Hardware Maintenance Sept 17-18th 2018

Posted: Mon Sep 17, 2018 4:48 pm
by Nanook
Hardware Maintenance Late Sept 17th to Early Sept 18th
Posted on September 17, 2018

I will be taking various machines down tonight for about fifteen minutes each to install new NIC cards with non-Intel chip sets. From 4.15.0 forward, the Linux kernel has had a bug in the Intel E-1000 drivers that cause the cards to lock-up when hardware offloading is used. Usually these lock-ups are transient resulting in 2-3 second delays in data but occasionally the cards will lock hard and require a drive to the co-lo facility to physically reset the machine.

Because the servers most affected are those carrying heavy traffic, the NFS server providing the home directories in particular, I will be replacing the NIC cards on all the NFS servers.
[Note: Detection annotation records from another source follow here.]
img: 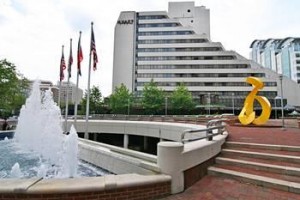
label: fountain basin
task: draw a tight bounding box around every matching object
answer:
[0,174,171,200]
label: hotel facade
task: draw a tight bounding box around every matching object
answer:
[113,2,300,109]
[250,37,300,84]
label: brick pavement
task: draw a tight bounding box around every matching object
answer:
[163,120,300,200]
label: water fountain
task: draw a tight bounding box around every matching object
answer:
[0,81,106,178]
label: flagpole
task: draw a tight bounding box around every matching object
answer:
[84,22,94,139]
[57,45,64,108]
[74,65,81,128]
[65,38,72,133]
[74,31,83,128]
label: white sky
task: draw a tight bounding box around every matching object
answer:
[0,0,300,96]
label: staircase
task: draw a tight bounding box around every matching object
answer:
[208,142,300,194]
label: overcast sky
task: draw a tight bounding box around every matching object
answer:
[0,0,300,96]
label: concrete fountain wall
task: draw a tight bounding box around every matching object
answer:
[0,121,227,200]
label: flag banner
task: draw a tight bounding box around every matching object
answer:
[60,46,67,81]
[77,31,83,76]
[91,26,98,71]
[68,39,73,78]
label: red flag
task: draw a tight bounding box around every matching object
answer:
[91,26,98,71]
[68,39,73,78]
[77,31,83,76]
[60,46,67,81]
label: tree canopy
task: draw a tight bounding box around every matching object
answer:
[0,59,29,117]
[81,86,103,114]
[142,79,164,114]
[170,83,195,114]
[109,83,132,114]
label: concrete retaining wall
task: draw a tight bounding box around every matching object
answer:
[0,174,171,200]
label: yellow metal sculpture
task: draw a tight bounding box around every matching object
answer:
[238,76,271,125]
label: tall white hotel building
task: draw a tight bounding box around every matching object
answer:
[113,2,300,109]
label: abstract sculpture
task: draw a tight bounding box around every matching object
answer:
[238,76,271,125]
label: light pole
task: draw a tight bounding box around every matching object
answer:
[207,93,210,115]
[279,74,285,130]
[127,98,130,115]
[231,93,234,115]
[274,96,281,119]
[165,97,168,115]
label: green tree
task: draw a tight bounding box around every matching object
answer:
[81,86,103,114]
[170,83,195,114]
[142,79,164,114]
[109,83,133,114]
[0,59,29,117]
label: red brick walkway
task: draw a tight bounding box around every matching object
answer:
[164,121,300,200]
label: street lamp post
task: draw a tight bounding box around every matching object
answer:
[127,98,130,115]
[231,93,234,115]
[165,97,168,115]
[274,96,277,119]
[274,96,281,119]
[207,93,210,115]
[279,74,285,130]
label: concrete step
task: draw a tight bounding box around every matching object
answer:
[225,141,300,152]
[221,149,300,163]
[208,166,300,194]
[216,157,300,177]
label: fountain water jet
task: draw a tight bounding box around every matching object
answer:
[14,81,78,177]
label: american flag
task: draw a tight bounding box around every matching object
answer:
[68,39,73,78]
[77,31,83,76]
[91,26,98,71]
[59,46,67,81]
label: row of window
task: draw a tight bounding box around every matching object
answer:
[137,47,222,52]
[138,15,167,20]
[138,31,194,36]
[137,64,250,70]
[137,82,277,87]
[138,39,208,44]
[137,56,234,61]
[192,91,277,100]
[138,23,179,28]
[137,73,265,78]
[135,91,277,101]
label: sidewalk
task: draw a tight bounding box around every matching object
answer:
[164,120,300,200]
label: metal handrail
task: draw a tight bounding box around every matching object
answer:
[181,118,226,143]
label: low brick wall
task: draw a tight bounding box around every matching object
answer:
[0,174,171,200]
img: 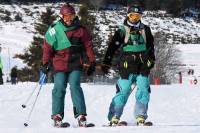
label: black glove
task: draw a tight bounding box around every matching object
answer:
[87,62,96,76]
[101,64,110,74]
[146,59,155,69]
[41,63,50,74]
[142,54,155,69]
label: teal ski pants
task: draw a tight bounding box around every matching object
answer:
[108,74,150,121]
[52,71,86,118]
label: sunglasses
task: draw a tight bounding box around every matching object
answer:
[63,14,75,21]
[127,13,142,22]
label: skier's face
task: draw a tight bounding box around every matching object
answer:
[63,14,75,25]
[127,13,142,23]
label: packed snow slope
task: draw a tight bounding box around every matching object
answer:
[0,82,200,133]
[0,3,200,74]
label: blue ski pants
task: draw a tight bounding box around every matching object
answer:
[108,74,150,121]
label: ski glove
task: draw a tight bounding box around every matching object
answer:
[41,63,50,74]
[146,59,155,69]
[101,64,110,74]
[87,62,96,76]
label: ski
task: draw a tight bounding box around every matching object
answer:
[54,122,70,128]
[78,123,95,128]
[86,123,95,128]
[103,121,153,127]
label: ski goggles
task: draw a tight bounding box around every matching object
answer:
[127,13,142,22]
[62,14,75,22]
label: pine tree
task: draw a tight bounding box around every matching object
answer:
[15,7,56,81]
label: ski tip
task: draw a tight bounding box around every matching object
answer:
[22,104,26,108]
[24,123,28,127]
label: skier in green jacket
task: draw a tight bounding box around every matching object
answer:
[102,5,155,125]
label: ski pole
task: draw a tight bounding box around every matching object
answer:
[130,84,136,94]
[24,74,46,127]
[22,74,45,108]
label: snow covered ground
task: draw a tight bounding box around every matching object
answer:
[0,82,200,133]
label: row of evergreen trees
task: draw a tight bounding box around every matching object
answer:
[0,0,200,16]
[7,4,182,83]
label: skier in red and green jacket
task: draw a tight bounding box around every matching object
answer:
[102,5,155,125]
[42,4,96,127]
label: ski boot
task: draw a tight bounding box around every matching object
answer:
[78,115,87,127]
[52,114,70,128]
[136,116,145,126]
[110,116,120,126]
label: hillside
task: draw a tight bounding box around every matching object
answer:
[0,82,200,133]
[0,3,200,77]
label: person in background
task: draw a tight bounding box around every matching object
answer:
[0,47,3,85]
[102,5,155,125]
[10,66,17,84]
[42,4,96,127]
This will affect virtually all of our services but will prevent long down times like we suffered Sunday morning from recurring.

I filed a bug report April of this year on this problem. Canonical has offered me various kernels to try, many of them either did not boot at all or were extremely unstable. At this point I feel it’s more cost effective and less service affecting just to replace the hardware.

Re: Hardware Maintenance Sept 17-18th 2018

Posted: Tue Sep 18, 2018 4:42 am
by Nanook
Hardware Work Done
Posted on September 18, 2018

I’ve replaced the Intel NIC’s with TP-Link NIC’s. The first machine took close to two hours because at first I was not able to get it to work. I finally chased it down to lack of patience on my part, these cards take approximately 1 minute to initialize.

I was not able to use the old cards in a private network as I had planned because as soon as I configured one, localhost became bound to it and broke the other connection. I’m sure this is operator malfunction but I will need to do further research.